Family of Murder Victim Outraged by Fed Judge Rule: CA Death Penalty Unconstitutional

Family of Murder Victim Outraged by Fed Judge Rule: CA Death Penalty Unconstitutional

CBS13 in Sacramento reported on the outrage of one family to a decision by a federal judge that the California death penalty is unconstitutional. 

Santa Ana-based Judge Cormac J. Carney wrote on Wednesday of the 1995 death sentence of Ernest D. Jones, “Allowing this system to continue to threaten Mr. Jones with the slight possibility of death, almost a generation after he was first sentenced, violates the Eighth Amendment’s prohibition against cruel and unusual punishment.” 

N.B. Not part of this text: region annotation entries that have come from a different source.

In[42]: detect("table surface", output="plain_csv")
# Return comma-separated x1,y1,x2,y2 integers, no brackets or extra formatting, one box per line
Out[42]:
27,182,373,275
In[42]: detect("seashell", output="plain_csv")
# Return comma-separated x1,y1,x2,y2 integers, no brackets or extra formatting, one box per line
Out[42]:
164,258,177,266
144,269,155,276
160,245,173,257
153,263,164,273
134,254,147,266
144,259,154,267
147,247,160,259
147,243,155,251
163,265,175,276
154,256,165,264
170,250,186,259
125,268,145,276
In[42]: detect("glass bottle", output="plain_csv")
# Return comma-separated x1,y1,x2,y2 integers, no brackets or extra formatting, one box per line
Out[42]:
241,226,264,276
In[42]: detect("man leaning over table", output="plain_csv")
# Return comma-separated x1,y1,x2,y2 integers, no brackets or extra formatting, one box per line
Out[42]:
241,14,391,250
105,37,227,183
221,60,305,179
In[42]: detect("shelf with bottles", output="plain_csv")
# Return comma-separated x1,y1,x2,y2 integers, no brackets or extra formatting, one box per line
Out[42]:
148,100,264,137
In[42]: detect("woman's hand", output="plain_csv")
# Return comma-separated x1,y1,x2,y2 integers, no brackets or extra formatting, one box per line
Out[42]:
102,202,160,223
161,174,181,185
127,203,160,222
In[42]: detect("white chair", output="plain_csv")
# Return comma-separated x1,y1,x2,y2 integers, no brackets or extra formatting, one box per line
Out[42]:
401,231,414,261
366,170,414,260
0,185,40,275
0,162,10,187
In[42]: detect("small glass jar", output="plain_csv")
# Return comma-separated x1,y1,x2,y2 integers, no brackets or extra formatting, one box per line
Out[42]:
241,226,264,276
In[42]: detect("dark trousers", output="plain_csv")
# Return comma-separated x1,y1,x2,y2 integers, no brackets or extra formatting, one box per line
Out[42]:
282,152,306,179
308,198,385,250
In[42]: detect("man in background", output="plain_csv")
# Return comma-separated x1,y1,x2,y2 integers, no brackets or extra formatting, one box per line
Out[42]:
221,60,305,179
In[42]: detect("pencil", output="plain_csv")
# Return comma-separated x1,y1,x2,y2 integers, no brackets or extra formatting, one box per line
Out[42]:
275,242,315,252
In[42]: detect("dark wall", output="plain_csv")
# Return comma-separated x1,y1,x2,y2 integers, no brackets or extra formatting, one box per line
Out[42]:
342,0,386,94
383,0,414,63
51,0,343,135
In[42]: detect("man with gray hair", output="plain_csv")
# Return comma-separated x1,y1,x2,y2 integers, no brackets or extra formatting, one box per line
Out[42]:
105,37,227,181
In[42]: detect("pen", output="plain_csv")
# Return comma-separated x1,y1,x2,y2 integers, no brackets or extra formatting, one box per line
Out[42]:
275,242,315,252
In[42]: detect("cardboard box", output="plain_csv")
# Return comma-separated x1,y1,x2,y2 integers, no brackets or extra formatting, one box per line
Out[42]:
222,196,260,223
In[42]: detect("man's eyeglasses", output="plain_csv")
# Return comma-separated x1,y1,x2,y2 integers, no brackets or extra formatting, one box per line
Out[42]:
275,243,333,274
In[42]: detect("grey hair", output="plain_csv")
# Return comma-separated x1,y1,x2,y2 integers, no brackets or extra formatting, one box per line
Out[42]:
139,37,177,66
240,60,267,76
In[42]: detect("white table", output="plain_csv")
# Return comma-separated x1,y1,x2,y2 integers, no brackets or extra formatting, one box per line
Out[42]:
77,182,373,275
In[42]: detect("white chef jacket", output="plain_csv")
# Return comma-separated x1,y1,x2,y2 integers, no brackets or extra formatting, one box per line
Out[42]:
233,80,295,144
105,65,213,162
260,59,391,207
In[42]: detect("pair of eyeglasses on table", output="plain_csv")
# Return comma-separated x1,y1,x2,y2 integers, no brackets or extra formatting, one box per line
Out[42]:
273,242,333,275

Carney added that death row inmates await execution with “complete uncertainty as to when, or even whether, it will ever come.” He called the death penalty system, “dysfunctional.”

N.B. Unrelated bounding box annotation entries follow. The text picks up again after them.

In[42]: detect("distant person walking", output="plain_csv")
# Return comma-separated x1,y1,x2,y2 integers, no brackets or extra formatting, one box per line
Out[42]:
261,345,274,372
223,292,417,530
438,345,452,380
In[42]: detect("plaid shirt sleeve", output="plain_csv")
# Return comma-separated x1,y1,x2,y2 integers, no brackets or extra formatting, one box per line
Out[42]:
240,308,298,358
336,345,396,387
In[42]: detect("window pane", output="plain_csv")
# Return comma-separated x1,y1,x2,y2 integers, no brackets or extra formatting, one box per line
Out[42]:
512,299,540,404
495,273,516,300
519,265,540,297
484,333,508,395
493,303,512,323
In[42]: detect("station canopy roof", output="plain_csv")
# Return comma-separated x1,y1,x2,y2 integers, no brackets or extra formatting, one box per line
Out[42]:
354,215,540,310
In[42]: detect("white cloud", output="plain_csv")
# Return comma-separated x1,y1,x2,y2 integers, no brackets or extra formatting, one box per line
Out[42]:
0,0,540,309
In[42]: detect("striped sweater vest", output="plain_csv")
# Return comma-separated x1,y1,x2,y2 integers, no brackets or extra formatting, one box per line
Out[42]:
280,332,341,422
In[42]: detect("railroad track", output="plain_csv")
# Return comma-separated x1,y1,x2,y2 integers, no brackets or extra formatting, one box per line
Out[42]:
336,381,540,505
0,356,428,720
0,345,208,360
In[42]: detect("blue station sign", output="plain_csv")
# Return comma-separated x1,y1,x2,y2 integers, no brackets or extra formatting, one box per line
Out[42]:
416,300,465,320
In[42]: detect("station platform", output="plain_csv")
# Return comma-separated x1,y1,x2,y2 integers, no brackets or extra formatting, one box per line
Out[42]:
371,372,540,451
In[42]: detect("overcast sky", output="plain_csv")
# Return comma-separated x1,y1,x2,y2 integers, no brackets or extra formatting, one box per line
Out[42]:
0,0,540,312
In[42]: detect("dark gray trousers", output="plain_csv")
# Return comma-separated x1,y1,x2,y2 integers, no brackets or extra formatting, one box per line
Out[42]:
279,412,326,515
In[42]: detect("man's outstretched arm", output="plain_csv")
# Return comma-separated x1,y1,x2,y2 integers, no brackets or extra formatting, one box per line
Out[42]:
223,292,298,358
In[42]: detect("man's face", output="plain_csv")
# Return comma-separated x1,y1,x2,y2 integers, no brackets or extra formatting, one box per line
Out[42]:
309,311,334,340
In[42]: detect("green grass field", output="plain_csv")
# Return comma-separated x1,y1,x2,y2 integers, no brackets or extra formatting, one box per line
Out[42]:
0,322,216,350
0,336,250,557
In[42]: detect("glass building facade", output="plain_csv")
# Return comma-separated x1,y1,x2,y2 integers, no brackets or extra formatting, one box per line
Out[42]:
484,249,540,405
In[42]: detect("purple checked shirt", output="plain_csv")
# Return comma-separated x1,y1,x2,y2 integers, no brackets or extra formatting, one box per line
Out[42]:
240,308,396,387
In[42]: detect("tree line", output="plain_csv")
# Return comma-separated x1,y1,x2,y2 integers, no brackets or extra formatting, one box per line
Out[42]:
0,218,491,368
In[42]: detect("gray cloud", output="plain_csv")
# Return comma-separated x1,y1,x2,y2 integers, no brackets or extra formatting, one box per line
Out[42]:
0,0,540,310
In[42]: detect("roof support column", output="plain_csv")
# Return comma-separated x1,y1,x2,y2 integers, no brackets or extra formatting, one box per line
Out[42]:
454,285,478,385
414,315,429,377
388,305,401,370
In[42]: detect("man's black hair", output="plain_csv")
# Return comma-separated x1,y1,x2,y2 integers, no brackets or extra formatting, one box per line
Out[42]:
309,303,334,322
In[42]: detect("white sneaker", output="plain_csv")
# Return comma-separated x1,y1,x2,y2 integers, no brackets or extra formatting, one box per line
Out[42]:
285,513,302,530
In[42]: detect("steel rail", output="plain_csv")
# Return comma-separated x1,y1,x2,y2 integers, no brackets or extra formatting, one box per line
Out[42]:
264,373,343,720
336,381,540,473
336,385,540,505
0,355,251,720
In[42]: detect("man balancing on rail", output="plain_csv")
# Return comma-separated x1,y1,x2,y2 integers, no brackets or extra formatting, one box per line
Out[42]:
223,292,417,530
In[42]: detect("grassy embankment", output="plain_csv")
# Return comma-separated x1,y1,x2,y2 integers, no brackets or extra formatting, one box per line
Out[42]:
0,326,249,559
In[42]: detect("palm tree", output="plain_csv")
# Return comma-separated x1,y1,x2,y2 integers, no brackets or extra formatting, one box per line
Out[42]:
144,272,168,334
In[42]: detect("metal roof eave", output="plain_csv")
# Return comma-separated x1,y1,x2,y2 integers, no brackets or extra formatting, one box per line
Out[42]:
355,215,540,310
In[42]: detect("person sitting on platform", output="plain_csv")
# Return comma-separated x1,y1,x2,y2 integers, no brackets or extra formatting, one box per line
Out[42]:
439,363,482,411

Meanwhile, Terry Winchell’s family has been waiting since 1981 for her murderer, Michael Morales, to be executed. He was two hours from being executed in 2006 when the state stopped executions.

Brian Chalk, Winchell’s brother, said, “This is a slap in the face not only to the families, but I think to every citizen… The system’s broke. It’s not working. Over 30 years on death row? It’s not working. You either execute him or put him back among the general population. I’m tired of paying to keep this guy alive.”

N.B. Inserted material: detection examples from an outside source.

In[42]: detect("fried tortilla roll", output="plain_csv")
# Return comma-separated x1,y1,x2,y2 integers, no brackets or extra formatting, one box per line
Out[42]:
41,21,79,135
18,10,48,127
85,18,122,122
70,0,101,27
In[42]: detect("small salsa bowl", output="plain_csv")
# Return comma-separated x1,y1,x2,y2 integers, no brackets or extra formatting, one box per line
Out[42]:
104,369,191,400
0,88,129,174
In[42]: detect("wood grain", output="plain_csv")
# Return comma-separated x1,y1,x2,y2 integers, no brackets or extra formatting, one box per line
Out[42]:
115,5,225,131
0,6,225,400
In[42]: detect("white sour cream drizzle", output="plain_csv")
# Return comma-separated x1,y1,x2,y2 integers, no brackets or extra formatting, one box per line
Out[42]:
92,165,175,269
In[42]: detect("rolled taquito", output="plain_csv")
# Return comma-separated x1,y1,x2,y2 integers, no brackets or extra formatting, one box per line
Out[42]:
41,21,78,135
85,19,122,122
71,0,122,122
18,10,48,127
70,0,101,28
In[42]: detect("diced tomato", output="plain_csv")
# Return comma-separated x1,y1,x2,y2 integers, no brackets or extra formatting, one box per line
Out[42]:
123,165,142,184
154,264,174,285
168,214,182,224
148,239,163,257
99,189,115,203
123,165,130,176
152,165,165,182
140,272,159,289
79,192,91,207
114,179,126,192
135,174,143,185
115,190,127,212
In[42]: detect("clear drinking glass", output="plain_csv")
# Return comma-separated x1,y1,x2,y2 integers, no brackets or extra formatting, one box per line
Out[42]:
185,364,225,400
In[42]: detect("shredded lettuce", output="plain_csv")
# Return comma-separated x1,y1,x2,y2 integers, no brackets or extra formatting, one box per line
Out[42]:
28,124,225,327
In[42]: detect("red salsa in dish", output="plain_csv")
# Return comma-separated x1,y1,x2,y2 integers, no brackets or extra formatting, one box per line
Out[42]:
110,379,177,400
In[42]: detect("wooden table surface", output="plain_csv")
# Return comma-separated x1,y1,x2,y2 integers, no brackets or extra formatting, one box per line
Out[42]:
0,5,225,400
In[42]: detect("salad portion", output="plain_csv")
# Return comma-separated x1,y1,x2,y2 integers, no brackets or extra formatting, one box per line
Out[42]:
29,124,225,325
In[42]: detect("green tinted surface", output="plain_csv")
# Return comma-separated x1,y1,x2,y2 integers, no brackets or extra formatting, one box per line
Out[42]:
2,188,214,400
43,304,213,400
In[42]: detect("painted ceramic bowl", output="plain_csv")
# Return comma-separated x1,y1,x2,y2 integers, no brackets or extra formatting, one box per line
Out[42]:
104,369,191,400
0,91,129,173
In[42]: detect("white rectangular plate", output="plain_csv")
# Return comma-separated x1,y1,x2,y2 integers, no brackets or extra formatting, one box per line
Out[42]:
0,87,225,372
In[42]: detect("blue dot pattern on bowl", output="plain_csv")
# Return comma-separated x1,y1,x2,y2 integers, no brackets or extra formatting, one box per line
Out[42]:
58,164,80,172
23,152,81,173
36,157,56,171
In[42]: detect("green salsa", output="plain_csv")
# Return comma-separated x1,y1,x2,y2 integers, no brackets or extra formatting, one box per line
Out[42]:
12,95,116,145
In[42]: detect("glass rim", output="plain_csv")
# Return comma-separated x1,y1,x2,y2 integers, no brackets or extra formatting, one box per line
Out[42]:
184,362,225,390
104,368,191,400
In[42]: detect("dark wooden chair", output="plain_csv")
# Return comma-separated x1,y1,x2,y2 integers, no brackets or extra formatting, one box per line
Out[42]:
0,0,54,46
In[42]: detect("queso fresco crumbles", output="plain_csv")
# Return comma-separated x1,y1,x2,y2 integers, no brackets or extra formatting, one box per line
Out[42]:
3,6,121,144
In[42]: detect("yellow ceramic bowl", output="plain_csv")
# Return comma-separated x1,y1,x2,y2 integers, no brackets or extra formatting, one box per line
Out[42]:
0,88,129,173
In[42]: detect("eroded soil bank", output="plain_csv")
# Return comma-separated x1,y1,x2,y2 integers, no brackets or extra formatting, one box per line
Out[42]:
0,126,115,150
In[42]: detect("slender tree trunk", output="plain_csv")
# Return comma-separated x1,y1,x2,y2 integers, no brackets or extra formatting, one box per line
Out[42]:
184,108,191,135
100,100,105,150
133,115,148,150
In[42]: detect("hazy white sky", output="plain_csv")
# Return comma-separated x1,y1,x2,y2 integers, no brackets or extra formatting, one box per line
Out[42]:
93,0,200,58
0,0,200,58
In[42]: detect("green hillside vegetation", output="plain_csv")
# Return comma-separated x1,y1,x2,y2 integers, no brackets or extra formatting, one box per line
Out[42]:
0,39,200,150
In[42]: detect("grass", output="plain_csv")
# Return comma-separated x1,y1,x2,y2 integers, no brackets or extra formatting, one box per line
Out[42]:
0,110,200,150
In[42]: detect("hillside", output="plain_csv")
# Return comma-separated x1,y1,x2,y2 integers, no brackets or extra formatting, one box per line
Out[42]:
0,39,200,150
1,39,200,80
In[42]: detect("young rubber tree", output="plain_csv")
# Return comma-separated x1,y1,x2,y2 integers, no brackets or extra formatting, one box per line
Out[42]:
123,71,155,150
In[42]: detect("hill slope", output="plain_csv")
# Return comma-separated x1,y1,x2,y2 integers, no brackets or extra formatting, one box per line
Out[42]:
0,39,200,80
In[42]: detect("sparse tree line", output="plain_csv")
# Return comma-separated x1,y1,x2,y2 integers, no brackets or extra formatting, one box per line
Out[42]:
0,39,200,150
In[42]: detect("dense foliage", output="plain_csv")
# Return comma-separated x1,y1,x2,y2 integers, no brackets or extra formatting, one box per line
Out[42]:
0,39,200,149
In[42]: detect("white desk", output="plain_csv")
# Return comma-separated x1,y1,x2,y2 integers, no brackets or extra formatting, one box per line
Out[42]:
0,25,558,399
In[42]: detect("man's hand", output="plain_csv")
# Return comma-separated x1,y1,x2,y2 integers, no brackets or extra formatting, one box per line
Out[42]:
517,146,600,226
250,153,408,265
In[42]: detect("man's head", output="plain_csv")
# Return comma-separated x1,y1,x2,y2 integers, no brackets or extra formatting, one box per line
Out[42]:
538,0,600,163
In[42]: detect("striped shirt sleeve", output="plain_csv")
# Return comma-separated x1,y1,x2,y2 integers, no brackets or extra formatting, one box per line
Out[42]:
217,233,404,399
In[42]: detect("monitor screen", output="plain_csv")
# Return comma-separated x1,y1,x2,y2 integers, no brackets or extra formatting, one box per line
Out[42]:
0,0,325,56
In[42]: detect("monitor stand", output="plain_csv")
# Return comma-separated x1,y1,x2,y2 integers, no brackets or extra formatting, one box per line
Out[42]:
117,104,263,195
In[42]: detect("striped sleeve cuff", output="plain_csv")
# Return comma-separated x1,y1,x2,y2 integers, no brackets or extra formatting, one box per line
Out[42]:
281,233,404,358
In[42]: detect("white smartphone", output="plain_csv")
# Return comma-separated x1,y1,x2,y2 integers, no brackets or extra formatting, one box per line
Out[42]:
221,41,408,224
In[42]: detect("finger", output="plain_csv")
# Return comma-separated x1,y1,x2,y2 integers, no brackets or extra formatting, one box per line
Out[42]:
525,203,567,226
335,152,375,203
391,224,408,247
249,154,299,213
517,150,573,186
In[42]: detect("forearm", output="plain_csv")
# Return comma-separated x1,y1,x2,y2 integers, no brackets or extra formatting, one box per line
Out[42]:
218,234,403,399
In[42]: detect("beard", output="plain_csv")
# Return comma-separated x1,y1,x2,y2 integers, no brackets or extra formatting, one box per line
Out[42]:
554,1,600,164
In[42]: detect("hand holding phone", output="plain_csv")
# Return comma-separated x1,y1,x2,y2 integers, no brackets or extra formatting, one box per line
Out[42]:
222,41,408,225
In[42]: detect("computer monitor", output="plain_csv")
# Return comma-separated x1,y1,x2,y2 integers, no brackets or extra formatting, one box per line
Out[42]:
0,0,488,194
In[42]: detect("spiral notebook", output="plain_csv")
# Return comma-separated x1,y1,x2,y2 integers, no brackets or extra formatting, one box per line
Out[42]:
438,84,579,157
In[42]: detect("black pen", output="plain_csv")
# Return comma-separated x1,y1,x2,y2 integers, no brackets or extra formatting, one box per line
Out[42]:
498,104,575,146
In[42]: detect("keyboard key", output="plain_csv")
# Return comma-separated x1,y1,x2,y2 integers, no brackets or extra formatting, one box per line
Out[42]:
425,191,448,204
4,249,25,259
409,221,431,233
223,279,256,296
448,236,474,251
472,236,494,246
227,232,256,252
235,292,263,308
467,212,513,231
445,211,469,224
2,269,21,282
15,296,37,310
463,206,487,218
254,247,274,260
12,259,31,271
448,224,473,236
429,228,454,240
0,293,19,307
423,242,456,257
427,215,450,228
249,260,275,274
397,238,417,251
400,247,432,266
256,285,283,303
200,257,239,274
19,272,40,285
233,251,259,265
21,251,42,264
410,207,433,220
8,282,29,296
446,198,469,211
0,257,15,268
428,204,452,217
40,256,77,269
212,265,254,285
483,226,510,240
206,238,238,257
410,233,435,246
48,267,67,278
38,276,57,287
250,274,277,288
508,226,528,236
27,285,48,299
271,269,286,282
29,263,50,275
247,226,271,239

Chalk added, “I want the judge to make sure the lawyers don’t get in the way, to follow through with the penalty. I guarantee you these lawyers, that are fighting for these guys, or the judges that are overturning these things have not had this happen in their life or to their family because if they have, they would not be doing this.”

Chalk, who sued with his family in the last couple of years to have Morales executed, concluded that the judge’s decision tells death row inmates and future death row inmates that they would not have to fear the death penalty.

There are 748 inmates on California’s death row.